Saturday, April 22, 2017

Fair Play by Tove Jansson

And she'd search on, all the while afraid that they'd encounter something fantastic--one of those never-to-be-repeated street events that would play out before their eyes just as the film ran out--and then have to wonder.

Fair Play is the third book I've read by Tove Jansson, and the first I've reviewed. All three books put together only totally a little over 300pp, so they're not big time investments, and the writing is often so simple as to seem shallow--I put down the wonderful Summer Book the first time I picked it up because it seemed like a little bit of nothing--but Jansson's seemingly simplistic prose is like the tip of the iceberg. Hemingway would be proud of the amount Jansson is willing to leave submerged.

Fair Play is about two women in their 70s, Mari and Jonna, and their lives together on a small island--similar to the one in The Summer Book, though no connection is ever explicitly stated--and their lives together as they create art and capture life through their stories, drawing, and videos. Like The Summer Book, the stories in Fair Play are clearly related without ever being completely clear on chronology or exposing any strong narrative throughline. The characters and their experiences together are the story, such as it is. In one of the vignettes, Mari is talking to Jonna about a story she's working on, and reads Jonna an excerpt:

Bosse said, "And why should it all fit together? In what way? What did you expect?"
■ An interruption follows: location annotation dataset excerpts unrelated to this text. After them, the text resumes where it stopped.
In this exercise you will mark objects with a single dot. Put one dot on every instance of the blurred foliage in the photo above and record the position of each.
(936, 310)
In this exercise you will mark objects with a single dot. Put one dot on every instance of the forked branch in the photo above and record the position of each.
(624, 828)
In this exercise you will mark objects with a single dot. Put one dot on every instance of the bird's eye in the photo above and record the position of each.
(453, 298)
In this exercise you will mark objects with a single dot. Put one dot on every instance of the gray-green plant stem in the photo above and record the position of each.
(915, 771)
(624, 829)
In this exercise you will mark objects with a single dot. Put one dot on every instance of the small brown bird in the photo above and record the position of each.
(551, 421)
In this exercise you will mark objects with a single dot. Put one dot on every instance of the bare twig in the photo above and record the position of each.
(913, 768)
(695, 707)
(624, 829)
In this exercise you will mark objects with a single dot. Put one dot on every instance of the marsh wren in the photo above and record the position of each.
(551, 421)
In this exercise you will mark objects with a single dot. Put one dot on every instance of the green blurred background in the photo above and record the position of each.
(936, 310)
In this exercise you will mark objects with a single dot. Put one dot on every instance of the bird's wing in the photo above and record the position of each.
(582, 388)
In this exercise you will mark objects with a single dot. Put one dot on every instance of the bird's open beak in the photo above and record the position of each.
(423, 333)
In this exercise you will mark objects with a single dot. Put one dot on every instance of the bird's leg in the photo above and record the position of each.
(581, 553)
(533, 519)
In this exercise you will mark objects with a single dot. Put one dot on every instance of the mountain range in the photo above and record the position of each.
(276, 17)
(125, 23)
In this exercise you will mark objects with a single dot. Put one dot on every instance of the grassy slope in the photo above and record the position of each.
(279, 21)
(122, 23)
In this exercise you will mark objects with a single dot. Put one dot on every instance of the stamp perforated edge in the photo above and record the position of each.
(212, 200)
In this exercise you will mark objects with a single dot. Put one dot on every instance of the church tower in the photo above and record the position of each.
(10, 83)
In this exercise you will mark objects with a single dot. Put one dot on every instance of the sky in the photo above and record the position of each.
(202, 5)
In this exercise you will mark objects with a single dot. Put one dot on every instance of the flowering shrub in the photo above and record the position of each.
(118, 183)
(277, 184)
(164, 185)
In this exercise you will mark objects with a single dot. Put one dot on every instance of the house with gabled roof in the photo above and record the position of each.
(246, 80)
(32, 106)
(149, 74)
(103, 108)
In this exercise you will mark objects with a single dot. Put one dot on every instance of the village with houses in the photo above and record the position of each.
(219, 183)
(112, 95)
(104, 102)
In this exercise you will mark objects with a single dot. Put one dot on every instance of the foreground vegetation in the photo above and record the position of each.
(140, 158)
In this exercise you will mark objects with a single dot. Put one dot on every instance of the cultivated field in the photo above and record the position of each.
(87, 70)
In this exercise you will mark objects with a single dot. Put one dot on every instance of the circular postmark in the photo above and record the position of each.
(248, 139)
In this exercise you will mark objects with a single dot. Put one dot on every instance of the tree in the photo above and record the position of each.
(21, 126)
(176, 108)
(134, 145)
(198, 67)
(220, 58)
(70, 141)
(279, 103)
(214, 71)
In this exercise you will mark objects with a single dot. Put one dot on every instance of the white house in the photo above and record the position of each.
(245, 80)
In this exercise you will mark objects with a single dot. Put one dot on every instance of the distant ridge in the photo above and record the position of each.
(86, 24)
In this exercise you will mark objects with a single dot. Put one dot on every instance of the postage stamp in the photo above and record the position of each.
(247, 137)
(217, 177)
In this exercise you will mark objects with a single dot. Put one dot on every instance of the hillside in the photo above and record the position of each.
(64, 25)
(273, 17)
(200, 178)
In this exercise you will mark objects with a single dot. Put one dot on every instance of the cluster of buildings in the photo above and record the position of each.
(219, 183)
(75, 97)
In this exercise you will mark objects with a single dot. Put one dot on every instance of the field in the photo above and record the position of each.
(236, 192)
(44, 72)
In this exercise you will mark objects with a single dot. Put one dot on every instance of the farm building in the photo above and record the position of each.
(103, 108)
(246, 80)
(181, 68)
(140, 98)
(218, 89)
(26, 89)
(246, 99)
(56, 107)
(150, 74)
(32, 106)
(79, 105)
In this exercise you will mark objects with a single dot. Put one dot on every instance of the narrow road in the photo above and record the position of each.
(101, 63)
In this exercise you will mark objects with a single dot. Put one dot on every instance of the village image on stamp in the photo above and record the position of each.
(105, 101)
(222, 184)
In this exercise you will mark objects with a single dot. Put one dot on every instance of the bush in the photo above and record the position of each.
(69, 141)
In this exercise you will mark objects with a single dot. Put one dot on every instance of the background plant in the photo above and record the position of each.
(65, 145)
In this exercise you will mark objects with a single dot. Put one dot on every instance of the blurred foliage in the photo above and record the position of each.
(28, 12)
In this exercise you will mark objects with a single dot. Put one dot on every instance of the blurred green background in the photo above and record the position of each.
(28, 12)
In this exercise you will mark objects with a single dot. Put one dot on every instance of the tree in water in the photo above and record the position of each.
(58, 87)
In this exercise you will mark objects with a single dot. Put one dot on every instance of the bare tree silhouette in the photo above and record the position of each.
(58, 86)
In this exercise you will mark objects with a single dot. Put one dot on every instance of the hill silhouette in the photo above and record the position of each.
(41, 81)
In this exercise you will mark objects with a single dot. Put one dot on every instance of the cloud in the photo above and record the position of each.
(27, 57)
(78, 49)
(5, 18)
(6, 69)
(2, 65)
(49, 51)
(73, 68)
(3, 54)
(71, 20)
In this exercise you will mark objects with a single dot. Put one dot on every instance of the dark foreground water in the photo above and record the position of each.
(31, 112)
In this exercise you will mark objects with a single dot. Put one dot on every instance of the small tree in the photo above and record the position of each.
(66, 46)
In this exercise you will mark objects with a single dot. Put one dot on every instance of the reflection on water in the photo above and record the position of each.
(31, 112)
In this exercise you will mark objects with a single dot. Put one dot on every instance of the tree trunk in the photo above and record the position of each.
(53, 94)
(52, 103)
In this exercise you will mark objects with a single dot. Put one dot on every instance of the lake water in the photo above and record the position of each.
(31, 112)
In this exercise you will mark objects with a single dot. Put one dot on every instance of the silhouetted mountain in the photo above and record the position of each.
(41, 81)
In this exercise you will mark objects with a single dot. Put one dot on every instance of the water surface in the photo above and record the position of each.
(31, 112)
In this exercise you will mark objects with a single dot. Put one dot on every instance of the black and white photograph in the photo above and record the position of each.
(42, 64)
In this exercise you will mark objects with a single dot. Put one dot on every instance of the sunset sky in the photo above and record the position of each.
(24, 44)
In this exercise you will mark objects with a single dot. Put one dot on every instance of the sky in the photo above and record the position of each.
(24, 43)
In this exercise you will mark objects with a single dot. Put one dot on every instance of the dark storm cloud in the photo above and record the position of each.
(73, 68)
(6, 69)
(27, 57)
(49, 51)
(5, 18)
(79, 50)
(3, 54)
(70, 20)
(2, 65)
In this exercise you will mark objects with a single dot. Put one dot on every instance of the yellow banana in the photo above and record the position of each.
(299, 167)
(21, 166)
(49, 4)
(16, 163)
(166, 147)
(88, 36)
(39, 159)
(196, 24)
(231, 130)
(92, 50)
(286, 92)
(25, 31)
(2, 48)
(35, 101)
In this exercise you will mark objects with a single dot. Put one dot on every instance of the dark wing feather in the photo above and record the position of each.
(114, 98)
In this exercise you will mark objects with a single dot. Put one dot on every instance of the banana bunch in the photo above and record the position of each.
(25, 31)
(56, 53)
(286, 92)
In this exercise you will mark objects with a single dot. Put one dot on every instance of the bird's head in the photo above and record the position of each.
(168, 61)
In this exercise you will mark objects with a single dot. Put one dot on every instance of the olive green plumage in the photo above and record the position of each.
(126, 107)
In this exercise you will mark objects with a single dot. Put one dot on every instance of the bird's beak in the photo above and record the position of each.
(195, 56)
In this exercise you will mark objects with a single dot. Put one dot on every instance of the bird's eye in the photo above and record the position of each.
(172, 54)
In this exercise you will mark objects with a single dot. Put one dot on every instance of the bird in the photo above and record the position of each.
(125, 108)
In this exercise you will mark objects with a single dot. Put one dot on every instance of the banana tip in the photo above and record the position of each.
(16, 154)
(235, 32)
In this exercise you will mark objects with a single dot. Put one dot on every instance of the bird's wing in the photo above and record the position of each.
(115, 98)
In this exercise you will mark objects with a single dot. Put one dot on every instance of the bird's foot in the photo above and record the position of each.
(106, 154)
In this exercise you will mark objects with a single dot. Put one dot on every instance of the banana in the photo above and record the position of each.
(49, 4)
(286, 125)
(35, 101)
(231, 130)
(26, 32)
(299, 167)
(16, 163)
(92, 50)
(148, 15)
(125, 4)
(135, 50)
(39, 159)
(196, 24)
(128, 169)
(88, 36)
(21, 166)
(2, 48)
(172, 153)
"Some sort of meaning to it all."

"Stop," Jonna said. "You said that earlier. You're going on and on about it,"

Funny, but also a simple but profound truth about how we view our own stories--we want to be the center of some event, some narrative that has a distinct ending. But Fair Play ends without a proper ending--Jonna is given an opportunity to work alone in France for a year, and Mari encourages it, dreaming of what she'll accomplish in her own solitude, and we're never told if they even meet again, certainly not guaranteed given their ages. Such is life. But the last words of the book are quite moving its own simple way, and, I think, true:

Mari was hardly listening. A daring thought was taking shape in her mind. She began to anticipate a solitude of her own, peaceful and full of possibility. She felt something close to exhilaration, of a kind that people can permit themselves when they are blessed with love.

Note: I wanted to talk a little bit about how this seems like a really lovely portrait of a lesbian relationship, but since Jansson is never explicit, I decided not to be either--the intro didn't mention it but given Jansson's life it's at least an interesting way to approach the work.